LLM agents have begun to find real security vulnerabilities that human auditors and automated fuzzers missed for decades, in source-available targets where the analyst can build and instrument the code. In practice the work is split among several agents, wired together by a harness: the program that fixes which roles exist, how they pass information, which tools each may call, and how retries are coordinated. When the language model is held fixed, changing only the harness can still change success rates by several-fold on public agent benchmarks, yet most harnesses are written by hand; recent harness optimizers each search only a narrow slice of the design space and rely on coarse pass/fail feedback that gives no diagnostic signal about why a trial failed. AgentFlow addresses both limitations with a typed graph DSL whose search space jointly covers agent roles, prompts, tools, communication topology, and coordination protocol, paired with a feedback-driven outer loop that reads runtime signals from the target program itself to diagnose which part of the harness caused the failure and rewrite it accordingly. We evaluate AgentFlow on TerminalBench-2 with Claude Opus 4.6 and on Google Chrome with Kimi K2.5. AgentFlow reaches 84.3% on TerminalBench-2, the highest score in the public leaderboard snapshot we evaluate against, and discovers ten previously unknown zero-day vulnerabilities in Google Chrome, including two Critical sandbox-escape vulnerabilities (CVE-2026-5280 and CVE-2026-6297).
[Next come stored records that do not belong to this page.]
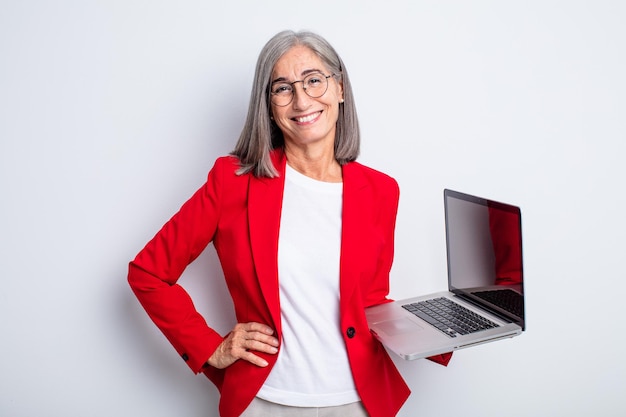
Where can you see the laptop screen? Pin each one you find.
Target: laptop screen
(484, 249)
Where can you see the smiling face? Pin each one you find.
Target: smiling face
(306, 120)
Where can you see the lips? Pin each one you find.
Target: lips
(308, 118)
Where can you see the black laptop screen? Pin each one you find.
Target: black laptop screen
(484, 249)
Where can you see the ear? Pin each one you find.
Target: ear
(340, 84)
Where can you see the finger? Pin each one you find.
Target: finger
(258, 327)
(254, 359)
(260, 346)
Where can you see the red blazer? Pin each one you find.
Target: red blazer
(240, 214)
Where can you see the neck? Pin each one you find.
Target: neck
(320, 165)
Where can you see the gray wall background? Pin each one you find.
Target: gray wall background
(112, 112)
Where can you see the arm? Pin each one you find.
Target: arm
(154, 273)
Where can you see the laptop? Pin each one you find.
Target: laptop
(485, 297)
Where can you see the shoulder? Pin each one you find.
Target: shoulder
(373, 177)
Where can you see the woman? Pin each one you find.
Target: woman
(305, 238)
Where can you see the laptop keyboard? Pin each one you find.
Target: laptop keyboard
(449, 317)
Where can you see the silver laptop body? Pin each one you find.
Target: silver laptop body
(485, 276)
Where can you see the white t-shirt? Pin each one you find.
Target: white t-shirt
(312, 368)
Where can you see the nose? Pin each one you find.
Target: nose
(300, 97)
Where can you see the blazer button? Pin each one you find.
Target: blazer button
(350, 332)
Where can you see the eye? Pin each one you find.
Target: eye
(281, 89)
(314, 80)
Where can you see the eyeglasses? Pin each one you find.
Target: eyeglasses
(314, 85)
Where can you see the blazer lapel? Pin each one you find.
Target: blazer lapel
(352, 232)
(265, 197)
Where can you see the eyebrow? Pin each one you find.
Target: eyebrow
(303, 74)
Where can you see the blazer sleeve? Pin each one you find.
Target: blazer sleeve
(154, 273)
(379, 292)
(387, 200)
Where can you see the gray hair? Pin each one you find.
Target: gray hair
(260, 135)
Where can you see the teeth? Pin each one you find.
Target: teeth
(306, 118)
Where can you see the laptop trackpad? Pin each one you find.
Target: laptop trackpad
(398, 326)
翻译：大语言模型智能体已开始发现人类审计人员和自动化模糊测试工具数十年未能发现的真实安全漏洞，这些漏洞存在于分析人员可构建并检测代码的源代码可用目标中。实际工作中，任务被分配给多个智能体，通过一个编排框架进行串联：该框架定义了角色分工、信息传递方式、各智能体可调用的工具以及重试协调策略。当语言模型固定不变时，仅改变编排框架就能在公开智能体基准测试中使成功率达到数倍差异，但当前大多数编排框架仍依赖人工编写；现有的编排框架优化器仅搜索设计空间的狭窄子集，且依赖粗粒度的通过/失败反馈——这种反馈无法提供试错失败原因的诊断信号。AgentFlow通过一种类型化图领域特定语言（DSL）解决了上述双重局限，其搜索空间同时覆盖智能体角色、提示词、工具、通信拓扑和协调协议，并配合反馈驱动外循环机制，从目标程序自身读取运行时信号，以诊断导致失败的编排框架组件并对其重写。我们使用Claude Opus 4.6在TerminalBench-2上、使用Kimi K2.5在Google Chrome上评估了AgentFlow。AgentFlow在TerminalBench-2上达到84.3%的准确率，创下我们评估时公开排行榜中的最高分，并在Google Chrome中发现了十个此前未知的零日漏洞，包括两个严重级别的沙箱逃逸漏洞（CVE-2026-5280和CVE-2026-6297）。